Back to Nature, a vocabulary lesson

The first time I ever heard the expression "une Parisienne aux champs" I was on a foliage tour in France's sparsely populated Massif Central mountains. We were on a back road that seemed to lead to the middle of nowhere, looking for a place to turn around. On the side of the road was a hand-painted "leçons de guitare" sign nailed to a fence near a small house close to a rapid mountain brook, or torrent."Une Parisienne aux champs," my French friend said.
"Where?"
"Là-bas." (Over there.) As he maneuvered the voiture, oh sorry, car, a striking young woman had stepped half-way out of the house to watch what we were doing.
"How can you tell?"
"You know one when you see one," he replied, and I suddenly felt transported to the Ozark Mountains where as a small Oklahoma child I had been on constant lookout for the mythical hillbilly on autumn drives through Arkansas with my parents.

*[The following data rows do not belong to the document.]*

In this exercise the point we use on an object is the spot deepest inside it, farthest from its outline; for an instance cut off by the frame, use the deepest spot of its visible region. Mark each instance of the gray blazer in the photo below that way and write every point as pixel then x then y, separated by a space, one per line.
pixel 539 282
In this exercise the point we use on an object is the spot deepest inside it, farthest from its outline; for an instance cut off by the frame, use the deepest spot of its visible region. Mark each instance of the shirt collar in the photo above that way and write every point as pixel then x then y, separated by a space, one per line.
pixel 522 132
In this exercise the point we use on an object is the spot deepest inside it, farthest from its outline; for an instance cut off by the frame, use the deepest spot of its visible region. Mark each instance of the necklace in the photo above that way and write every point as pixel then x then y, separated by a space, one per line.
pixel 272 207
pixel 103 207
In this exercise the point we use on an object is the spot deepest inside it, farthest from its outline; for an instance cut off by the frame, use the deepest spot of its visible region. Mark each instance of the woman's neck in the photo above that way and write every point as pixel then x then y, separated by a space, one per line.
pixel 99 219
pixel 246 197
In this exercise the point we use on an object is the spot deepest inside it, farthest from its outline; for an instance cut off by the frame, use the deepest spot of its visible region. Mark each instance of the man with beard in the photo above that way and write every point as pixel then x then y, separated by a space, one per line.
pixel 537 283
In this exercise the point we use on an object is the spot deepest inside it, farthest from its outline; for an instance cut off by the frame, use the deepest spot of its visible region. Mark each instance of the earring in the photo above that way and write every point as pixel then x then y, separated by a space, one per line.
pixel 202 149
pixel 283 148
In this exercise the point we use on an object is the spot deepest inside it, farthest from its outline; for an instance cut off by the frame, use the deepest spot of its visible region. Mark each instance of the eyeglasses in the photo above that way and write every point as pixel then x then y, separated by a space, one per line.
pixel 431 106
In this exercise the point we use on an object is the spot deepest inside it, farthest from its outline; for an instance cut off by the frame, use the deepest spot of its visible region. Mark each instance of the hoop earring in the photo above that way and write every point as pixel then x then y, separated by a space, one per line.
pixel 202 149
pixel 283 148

Une Parisienne aux champs (a Parisian in the fields) is a lyrical and poetic term for a person who has left Paris, by choice or necessity, to live in the country. Usually a discreet soul, integration with the local population in villages and small towns can be more or less difficult, depending on the circumstances and the extent of the chasm between citadins, city-livers and paysans, country folk.